Met een omgevingsvergunning kan worden afgeweken van het bepaalde in:

  • a. artikel 33.2.1 onder f in die zin dat de voorgevel van het hoofdgebouw tot maximaal 5 meter achter de gevellijn mag worden opgericht;
  • b. artikel 33.2.1 onder f in die zin dat maximaal 50% van de gronden voor de voorgevel mag worden bebouwd mits:
    • 1. bij de eerste oplevering van het hoofdgebouw een bijbehorend bouwwerk voor de voorgevel gerealiseerd is;
    • 2. de bebouwing ruimtelijk en stedenbouwkundig inpasbaar is in de omgeving, repeteerbaar en/ of repeterend;

artikel  33.2.1 onder a en b in die zin dat anders dan onder artikel 33 onder a en b is genoemd een bijbehorend bouwwerk (niet zijnde een vrijstaand bijbehorend bouwwerk) 1.5 keer groter mag zijn dan het hoofdgebouw indien de oppervlakte van een hoofdgebouw kleiner of 50 m² bedraagt; 

  • c. artikel 33.2.2 onder b in die zin dat de totale gezamenlijke oppervlakte van de bijbehorende bouwwerken bij een hoofdgebouw maximaal 75 m² mag bedragen, mits;
    • 1. de gezamenlijke oppervlakte bijbehorende bouwwerken ten hoogste 100% van de oppervlakte van het hoofdgebouw bedraagt;
    • 2. niet meer dan 50% van de oppervlakte van het bouwperceel bebouwd wordt;
  • d. artikel 33.2.2 onder c in die zin dat bijbehorende bouwwerken in de gevellijn van het hoofdgebouw worden gebouwd;
  • e. artikel 33.2.3 onder a en toestaan dat carports en overkappingen direct vanaf de voorgevel van de woning mogen worden gerealiseerd.
  • f. artikel 33.2.3 onder b in die zin dat de bouwhoogte van erf- en terreinafscheidingen langs de openbare weg maximaal 1.5 meter mag bedragen.
33.4.2 Beperking

De toepassing van de in artikel 33.4.1 genoemde afwijking is beperkt tot incidentele gevallen, waarbij het functioneren van de in de bestemming begrepen doeleinden en omliggende bestemmingen niet mag worden aangetast.

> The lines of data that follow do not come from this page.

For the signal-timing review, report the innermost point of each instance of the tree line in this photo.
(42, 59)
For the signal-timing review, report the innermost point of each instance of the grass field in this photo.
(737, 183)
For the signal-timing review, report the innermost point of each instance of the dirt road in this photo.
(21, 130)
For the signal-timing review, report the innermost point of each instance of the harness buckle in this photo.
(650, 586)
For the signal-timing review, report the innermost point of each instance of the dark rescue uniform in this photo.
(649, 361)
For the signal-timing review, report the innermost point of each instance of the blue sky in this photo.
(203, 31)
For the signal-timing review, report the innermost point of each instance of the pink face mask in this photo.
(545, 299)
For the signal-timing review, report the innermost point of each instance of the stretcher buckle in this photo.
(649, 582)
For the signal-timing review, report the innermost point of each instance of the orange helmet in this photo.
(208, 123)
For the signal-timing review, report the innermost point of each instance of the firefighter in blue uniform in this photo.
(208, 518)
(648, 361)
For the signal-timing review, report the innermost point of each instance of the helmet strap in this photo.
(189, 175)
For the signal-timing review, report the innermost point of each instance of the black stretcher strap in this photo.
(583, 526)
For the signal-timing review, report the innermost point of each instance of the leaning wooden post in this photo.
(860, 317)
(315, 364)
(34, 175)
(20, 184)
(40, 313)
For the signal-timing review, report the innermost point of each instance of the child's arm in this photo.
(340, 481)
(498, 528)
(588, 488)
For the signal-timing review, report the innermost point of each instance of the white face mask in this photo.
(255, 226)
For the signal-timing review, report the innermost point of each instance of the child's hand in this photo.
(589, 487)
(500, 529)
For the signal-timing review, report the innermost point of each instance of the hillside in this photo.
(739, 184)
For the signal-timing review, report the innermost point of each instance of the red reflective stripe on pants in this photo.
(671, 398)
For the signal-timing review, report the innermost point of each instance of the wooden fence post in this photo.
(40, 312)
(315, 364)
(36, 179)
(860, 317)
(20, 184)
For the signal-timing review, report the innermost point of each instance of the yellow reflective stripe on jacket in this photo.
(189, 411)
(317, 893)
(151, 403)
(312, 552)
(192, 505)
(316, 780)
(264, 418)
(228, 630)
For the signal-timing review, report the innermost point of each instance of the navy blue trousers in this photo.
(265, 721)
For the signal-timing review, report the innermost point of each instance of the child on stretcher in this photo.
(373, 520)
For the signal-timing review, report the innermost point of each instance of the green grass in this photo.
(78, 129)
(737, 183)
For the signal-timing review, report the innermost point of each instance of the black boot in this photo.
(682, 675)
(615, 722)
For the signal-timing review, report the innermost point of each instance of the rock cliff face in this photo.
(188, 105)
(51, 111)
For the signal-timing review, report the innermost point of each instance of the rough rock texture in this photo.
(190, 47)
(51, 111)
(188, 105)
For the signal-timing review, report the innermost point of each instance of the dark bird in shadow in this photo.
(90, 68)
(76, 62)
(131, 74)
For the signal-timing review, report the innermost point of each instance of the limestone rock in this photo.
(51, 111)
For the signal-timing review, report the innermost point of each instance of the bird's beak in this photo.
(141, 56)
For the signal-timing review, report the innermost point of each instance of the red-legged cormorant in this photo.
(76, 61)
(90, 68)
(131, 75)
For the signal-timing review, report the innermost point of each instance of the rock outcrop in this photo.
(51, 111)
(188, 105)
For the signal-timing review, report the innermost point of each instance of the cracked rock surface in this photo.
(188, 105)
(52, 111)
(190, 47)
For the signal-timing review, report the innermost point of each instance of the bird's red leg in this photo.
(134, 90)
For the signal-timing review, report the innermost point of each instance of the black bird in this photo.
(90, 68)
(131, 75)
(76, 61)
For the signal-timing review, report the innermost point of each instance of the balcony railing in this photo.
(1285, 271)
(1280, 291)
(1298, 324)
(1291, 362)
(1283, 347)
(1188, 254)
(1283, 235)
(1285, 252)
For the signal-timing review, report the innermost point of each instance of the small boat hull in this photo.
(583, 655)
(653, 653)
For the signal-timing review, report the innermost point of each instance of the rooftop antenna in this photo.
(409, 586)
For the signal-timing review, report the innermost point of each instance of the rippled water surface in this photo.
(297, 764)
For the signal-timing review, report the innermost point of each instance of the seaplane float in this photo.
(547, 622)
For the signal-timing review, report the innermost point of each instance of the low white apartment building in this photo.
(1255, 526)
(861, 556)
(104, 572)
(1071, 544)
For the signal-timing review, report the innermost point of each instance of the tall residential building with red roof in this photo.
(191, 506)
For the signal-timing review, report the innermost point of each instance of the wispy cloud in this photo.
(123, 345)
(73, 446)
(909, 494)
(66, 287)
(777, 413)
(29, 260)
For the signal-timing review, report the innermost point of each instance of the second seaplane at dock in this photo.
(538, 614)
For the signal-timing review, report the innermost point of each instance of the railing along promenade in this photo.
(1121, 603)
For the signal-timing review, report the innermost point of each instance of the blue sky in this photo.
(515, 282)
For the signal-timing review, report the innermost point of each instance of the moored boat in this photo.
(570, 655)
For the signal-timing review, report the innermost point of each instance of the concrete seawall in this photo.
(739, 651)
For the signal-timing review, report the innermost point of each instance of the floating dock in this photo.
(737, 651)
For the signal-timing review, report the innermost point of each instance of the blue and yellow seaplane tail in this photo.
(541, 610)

In de afweging om de omgevingsvergunning te verlenen, worden in ieder geval de woonsituatie, het straat- en bebouwingsbeeld, de cultuurhistorie, de verkeersveiligheid, de (sociale) veiligheid, brandveiligheid/externe veiligheid en rampenbestrijding, de milieusituatie en de gebruiksmogelijkheden in andere bestemmingen in acht genomen. Indien de genoemde waarden en/of belangen onevenredig worden geschaad, wordt de omgevingsvergunning niet verleend.

33.5 Specifieke gebruiksregels

Onder strijdig gebruik met deze bestemming wordt begrepen het gebruik dat afwijkt van de bestemmingsomschrijving, waaronder in ieder geval wordt begrepen:

  • a. het gebruik van een bijbehorend bouwwerk als zelfstandige woning;
  • b. het gebruik van gronden en bouwwerken ten behoeve van aan-huis-gebonden kleinschalige bedrijfsactiviteiten.